I rose early excited with anticipation. Pulled on the longest socks I had, jeans, tall boots, and a long sleeve shirt. Grabbed my raincoat and threw on a hat. Two mesh bags and my walking stick would complete the ensemble. I was ready.
We drove to an undisclosed location in the woods and exited the vehicle. Made a quick plan as to who would go where and then disappeared into the thick green underbrush. Even as early as Mother's Day the underbrush is quite dense; getting a jump-start before the leaves of trees completely shade the forest floor. I crawled over fallen trees, ducked under branches, and plowed my way through the brambles, stopping occasionally to tip my hat and survey the horizon for the tell tale sign - the dead elm tree.
The first half hour was riddled with disappointment. All the signs were there. It had rained recently and the weather warmed, the forest was littered with elm trees beginning to lose their bark, there was a buzz in the community, and errant cars were parked randomly along side the road. They had to be here.
Along the way I stopped to identify a wildflower, listen to the call of bird, and answer the far off call of, "Anything yet?". I was beginning to lose hope. Maybe we are too early? Perhaps I should have went left instead of right? Maybe just around the corner? Eyes trained to the ground I pressed on, sweeping my walking stick in swaths ahead of me. "Anything?" "No." I called out. Then it happened. There at me feet, peeking out from under the brush, I nearly stepped on it. How did I not see that? I bent down to claim my prize and could not believe my eyes. They were everywhere. Some standing tall like soldiers, others hiding here or there like children playing peek-a-boo. I was surrounded.
Morels! "I found some!" I shouted into the wilderness. Dropping to all fours I gleefully began to gather a bounty of mushrooms. Everywhere I turned there were more and more. I could not even move for fear of crushing my elusive find. Clearing one section I moved onto another, carefully looking under leaves and fallen bark. I did not want to miss any of this special treat! I quickly filled one bag before getting half way around the tree. Wow!
I was beginning to wonder if two bags would be enough. They were both heavy and I still had more to pick. What a stroke of luck! Nothing for the first half hour and now it is taking me a half hour just to harvest one tree.
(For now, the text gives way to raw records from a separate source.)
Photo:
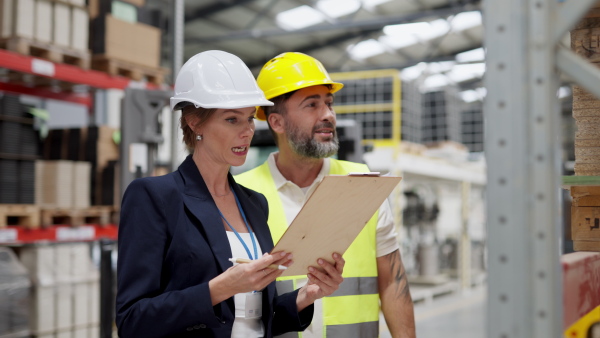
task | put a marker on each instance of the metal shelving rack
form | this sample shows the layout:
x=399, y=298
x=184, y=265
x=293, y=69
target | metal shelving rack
x=524, y=56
Nothing beats the satisfaction of securing your own food, especially when it is free. Call me crazy, but I swear food tastes better knowing that you provided it for your family. Not the working 40 plus hours at a job you hate to pay for anonymous food during the obligatory trip to the grocery store kind of provide, but the primal hunt and gather kind of provide. Grown with love and harvested from you backyard kind. Prepared with time and care to invest in your family's future kind. That is the good stuff.